Encore peu connu il y a quelques années, le microcrédit est maintenant un concept familier pour quatre Français sur cinq. C’est même un système bien connu par 30% des personnes interrogées, qui disent savoir précisément de quoi il s’agit. Non seulement les Français en savent plus sur le microcrédit, mais ils sont aussi plus convaincus de son utilité qu’auparavant: 76% des personnes interrogées, contre 70% en 2010, jugent que le microcrédit «responsabilise ses bénéficiaires en leur donnant les moyens de subvenir eux-mêmes à leurs besoins», et 72% pensent que c’est «une solution innovante pour lutter contre la pauvreté et l’exclusion dans le monde.»

Une solution qui ne devrait pas être réservée aux pays en développement: 73% des Français estiment que le microcrédit devrait aussi se développer en France, d’autant plus que six personnes sur dix estiment qu’elles auraient du mal à obtenir un prêt pour développer une activité.

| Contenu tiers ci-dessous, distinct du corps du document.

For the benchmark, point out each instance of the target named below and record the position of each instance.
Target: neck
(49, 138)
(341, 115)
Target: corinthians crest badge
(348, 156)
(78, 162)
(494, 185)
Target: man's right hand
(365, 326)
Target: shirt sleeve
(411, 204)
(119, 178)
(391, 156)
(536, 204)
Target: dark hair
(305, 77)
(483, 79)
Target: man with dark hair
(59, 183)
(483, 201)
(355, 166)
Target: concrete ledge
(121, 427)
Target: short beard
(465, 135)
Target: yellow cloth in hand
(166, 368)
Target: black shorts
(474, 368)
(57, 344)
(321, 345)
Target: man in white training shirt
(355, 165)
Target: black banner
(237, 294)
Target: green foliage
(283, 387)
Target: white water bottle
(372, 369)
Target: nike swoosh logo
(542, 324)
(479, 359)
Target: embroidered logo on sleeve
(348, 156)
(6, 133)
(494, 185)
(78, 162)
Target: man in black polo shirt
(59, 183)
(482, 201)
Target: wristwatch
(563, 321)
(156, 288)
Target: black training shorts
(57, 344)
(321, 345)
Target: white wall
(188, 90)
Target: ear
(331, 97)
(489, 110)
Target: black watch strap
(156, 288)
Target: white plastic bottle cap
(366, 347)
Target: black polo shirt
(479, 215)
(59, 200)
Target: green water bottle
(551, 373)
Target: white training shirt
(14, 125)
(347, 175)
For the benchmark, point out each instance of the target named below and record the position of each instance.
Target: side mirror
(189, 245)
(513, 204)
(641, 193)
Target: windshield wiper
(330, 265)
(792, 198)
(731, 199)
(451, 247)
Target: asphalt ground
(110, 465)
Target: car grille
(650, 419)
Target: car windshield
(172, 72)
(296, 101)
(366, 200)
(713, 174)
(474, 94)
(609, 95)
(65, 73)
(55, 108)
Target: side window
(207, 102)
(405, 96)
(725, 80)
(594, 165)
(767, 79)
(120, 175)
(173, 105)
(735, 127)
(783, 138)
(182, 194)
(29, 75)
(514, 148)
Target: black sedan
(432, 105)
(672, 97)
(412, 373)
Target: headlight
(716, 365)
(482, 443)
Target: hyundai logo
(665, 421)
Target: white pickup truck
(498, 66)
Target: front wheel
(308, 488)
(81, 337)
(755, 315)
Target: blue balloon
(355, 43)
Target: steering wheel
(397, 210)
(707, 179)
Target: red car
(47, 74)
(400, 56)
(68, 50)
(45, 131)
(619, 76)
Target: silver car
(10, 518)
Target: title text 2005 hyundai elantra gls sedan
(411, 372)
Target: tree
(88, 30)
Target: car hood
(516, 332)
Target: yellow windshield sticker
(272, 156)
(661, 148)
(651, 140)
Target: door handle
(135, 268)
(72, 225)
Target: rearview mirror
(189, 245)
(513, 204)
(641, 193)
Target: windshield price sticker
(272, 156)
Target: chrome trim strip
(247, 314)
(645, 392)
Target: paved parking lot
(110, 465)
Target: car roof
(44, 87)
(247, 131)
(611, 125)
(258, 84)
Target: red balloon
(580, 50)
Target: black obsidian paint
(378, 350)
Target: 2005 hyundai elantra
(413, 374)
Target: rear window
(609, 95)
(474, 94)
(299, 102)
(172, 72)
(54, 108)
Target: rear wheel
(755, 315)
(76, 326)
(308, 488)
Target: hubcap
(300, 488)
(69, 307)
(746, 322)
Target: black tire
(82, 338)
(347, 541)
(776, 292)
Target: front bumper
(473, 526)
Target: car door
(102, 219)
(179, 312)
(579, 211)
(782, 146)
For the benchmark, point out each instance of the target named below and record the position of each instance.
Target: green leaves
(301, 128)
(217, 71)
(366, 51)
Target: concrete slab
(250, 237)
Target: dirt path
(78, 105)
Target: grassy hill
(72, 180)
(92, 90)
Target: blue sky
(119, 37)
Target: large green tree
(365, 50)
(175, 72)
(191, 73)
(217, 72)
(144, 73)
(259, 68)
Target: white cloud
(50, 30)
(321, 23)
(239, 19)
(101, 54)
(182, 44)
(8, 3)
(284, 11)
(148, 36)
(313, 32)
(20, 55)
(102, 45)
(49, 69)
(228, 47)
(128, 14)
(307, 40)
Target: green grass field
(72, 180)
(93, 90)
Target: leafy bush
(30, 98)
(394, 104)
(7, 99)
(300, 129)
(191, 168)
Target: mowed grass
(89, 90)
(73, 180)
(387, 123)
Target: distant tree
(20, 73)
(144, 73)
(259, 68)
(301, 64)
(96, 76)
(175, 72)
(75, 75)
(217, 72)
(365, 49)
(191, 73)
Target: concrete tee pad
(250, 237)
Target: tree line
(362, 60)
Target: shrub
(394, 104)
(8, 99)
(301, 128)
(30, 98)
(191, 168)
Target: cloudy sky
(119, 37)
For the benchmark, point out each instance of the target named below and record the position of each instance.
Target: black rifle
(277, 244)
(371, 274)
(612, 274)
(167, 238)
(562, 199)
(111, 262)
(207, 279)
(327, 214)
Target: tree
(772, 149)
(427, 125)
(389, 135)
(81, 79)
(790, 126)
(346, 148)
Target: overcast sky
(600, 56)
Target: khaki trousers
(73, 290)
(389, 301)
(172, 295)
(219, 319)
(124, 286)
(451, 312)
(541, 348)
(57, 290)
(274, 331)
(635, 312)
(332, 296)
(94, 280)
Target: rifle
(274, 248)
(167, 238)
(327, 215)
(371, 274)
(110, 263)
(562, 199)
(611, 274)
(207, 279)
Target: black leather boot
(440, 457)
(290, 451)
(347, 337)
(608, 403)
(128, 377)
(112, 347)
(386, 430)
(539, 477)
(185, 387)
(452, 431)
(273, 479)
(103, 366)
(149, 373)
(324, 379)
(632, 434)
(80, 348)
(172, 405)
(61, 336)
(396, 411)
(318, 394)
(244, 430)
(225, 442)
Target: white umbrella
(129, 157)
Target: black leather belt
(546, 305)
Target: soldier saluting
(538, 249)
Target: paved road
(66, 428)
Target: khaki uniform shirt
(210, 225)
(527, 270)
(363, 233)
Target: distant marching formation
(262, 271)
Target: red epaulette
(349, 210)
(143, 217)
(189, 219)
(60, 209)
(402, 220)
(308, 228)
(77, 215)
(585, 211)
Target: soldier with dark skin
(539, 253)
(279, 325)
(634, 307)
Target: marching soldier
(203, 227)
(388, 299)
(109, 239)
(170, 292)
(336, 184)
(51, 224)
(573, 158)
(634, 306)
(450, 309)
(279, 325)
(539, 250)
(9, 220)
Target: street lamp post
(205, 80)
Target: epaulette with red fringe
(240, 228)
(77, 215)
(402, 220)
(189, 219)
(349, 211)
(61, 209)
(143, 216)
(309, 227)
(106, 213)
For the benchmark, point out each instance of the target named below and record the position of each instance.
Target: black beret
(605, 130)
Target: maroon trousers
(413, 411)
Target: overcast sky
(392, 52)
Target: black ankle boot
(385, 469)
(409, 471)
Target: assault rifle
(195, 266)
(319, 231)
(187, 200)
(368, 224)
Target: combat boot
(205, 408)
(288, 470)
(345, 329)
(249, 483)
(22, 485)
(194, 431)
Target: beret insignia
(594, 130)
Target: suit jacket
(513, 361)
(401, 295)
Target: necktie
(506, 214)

Le microcrédit reste «dangereux» pour près de la moitié des Français

Le microcrédit reste toutefois perçu comme une solution «dangereuse» par 47% des personnes interrogées, qui y voient surtout un prêt à des personnes non solvables. Et quand il s’agit d’aider les plus pauvres, les Français choisissent à 42% de faire un don à un organisme luttant contre la précarité, 39% d’investir dans un produit d’épargne solidaire et 19% de prêter de l’argent à un organisme de microcrédit. L’Adie (Association pour le droit à l’initiative économique), organisatrice de la Semaine du microcrédit, a donc encore du travail devant elle pour populariser le microcrédit et rassurer les prêteurs potentiels.